Gold retraces from $3,390, drops back to $3,358: Bulls face challenge at $3,375

  • Markets digest disappointing Jobs Report Card.
  • Dollar Index at Critical Support 98.50.
  • Speculations on Federal Reserve Chief Appointment.
  • Moderation in Central Bank Gold buying.

What's happening with Gold?

Gold surged to new recent high of $3390 on Tuesday during New York trading session and settled the day at $3380, followed by a retracement in Asian and European trading session which witnessed price drop to $3358 followed by consolidation below immediate resistance $3370-$3375.

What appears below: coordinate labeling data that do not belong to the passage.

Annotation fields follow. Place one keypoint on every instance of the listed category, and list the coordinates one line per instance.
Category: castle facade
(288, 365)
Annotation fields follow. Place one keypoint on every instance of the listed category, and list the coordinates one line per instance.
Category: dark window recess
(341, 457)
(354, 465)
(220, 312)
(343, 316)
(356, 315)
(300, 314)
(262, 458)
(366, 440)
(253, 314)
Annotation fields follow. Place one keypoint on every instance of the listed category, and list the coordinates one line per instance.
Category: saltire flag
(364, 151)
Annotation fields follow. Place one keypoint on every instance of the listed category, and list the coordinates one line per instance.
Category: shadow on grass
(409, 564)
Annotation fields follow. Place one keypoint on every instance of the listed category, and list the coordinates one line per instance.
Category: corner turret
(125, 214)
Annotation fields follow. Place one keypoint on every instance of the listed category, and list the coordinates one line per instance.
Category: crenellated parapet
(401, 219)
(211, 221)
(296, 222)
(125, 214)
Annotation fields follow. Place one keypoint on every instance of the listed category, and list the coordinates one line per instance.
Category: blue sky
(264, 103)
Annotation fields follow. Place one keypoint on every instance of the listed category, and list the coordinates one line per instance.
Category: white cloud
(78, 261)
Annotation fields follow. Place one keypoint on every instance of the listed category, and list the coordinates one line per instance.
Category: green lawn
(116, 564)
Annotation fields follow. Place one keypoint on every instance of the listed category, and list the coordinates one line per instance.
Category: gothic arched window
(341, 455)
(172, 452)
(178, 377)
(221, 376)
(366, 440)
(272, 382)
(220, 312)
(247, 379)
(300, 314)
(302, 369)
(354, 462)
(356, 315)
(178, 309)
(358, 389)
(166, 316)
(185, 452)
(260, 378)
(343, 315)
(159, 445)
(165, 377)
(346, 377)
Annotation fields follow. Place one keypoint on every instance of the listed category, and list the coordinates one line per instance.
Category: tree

What's driving the volatility?

Markets expect a cut in interest rate by Federal Reserve in its September meeting as a result of disappointing NFP jobs report as CME is said to be pricing 67% probability of rate cut.

Recent surge in Dollar Index may surpass 100 benchmark if 98.40 support holds strong which may keep Gold under pressure in near term, extending downward correctional wave to retest $3330-$3315 if immediate resistance of $3375 is not reclaimed.

Persistent global concerns on US tariff as well as geo political crisis keep safe haven demand pouring in off and on.

Gold continues to attract buyers on dips and retail traders remain cautious on heights as profit booking is seen to push prices on every rise.

Broadly speaking, Gold price action is witnessing pump-n-dump and dump-n-pump on a cyclical motion.

What's expected next?

Gold is sitting at a critical juncture as price stability above immediate support 4 hourly 50 EMA $3350 is very crucial for a rebound which faces immediate resistance at $3370 and 61.8% Fibonacci zone $3375.

If consolidated break above this zone is established, expect further advance to retest $3385-$3390 above which next leg higher sits at 78.6% Fibonacci zone $3402.

On the flip side, sustained break below $3350 will indicate sellers intervention calling for downward shift in momentum extending correctional move to next support $3333 followed by $3315.